Throughout the centuries, the world is a much better place than it once was. People are wealthier and healthier yet vast inequalities still exist between people and nations. The fight against Polio is an example of this existing global health inequality.

While it was once considered a great humanitarian challenge, plaguing as many as 350,000 individuals worldwide, Polio is now 99% of the way to being eradicated with only two countries (Afghanistan and Pakistan) that have never stopped this epidemic. This constitutes an outreach to the remaining 1% of children in the world who are still affected with Polio.
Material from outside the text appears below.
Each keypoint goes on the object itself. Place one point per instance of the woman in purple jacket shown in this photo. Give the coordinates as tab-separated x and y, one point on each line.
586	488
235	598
As students of GDI at the University of Manchester we have been genuinely impacted, and by extension offended, by the entrenched social exclusions existing contemporarily. As a result, we understand that while learning critical theoretical approaches is a necessary step to understand and analyze global inequalities, it is not enough. We believe that there should be a personal application and response, therefore eleven students from various ethnicities and cultures have come together in global solidarity to form “Students Unite to End Polio”, a student-led campaign in partnership with Rotary International seeking to address the fight for Polio eradication. By climbing Mt. Kilimanjaro in Tanzania, the tallest mountain in continental Africa (5,895m), it is our hope to draw substantial attention to this cause, thereby increasing awareness of the Polio virus while also generating financial support for its complete eradication.  Because this climb is self-funded, 100% of proceeds are donated to Polio Plus, a registered charity under Rotary International.

United to End Polio

Since 1985, polio eradication has been Rotary’s flagship project, with members donating time and money to help immunize more than 2.5 billion children in 122 countries. Through the “End Polio Now: Make History Today” campaign, every dollar Rotary contributed to polio eradication (up to US$35 million/year through 2018) will be matched 2-to-1 by the Bill & Melinda Gates Foundation. Since the global initiative began more than 25 years ago, Rotary and its partners have reduced polio cases by 99.9% percent worldwide.

Thus far Students Unite to End Polio has raised funds through various events and speaking engagements including the film screening of Image Nation Abu Dhabi’s award winning documentary “Every Last Child”. This proved very successful but more help is needed to meet our target goal of $25,000. We truly appreciate your kind donations in addressing this global health challenge.

Support the fight to end polio today by visiting and liking their the Unite to End Polio Facebook page. 

Cecilia Kern

Students Unite to End Polio” is a student-led campaign initiated by RPCV Cecilia Kern (Cabo Verde ‘08-‘11) where she served 2 years as a small business development volunteer in the rural town of Cha de Morte. This experience ignited her passion for international development leading to future assignments with indigenous groups in the Brazilian Amazon, working with the International Rescue Committee, and more recently with the World Bank. Cecilia is pursuing her MSc International Development: Public Policy and Management at the University of Manchester and is the current Assistant Project Manager at the Manchester Central Food Bank. She credits her Peace Corps experience as the solitary moment which altered the trajectory of her aspirations. Through her work in international development she hopes to bridge cultural gaps while contributing to a world free of extreme poverty and inequality.

 “What we do for ourselves dies with us. What we do for others and the world remains and is immortal.” - Albert Pike.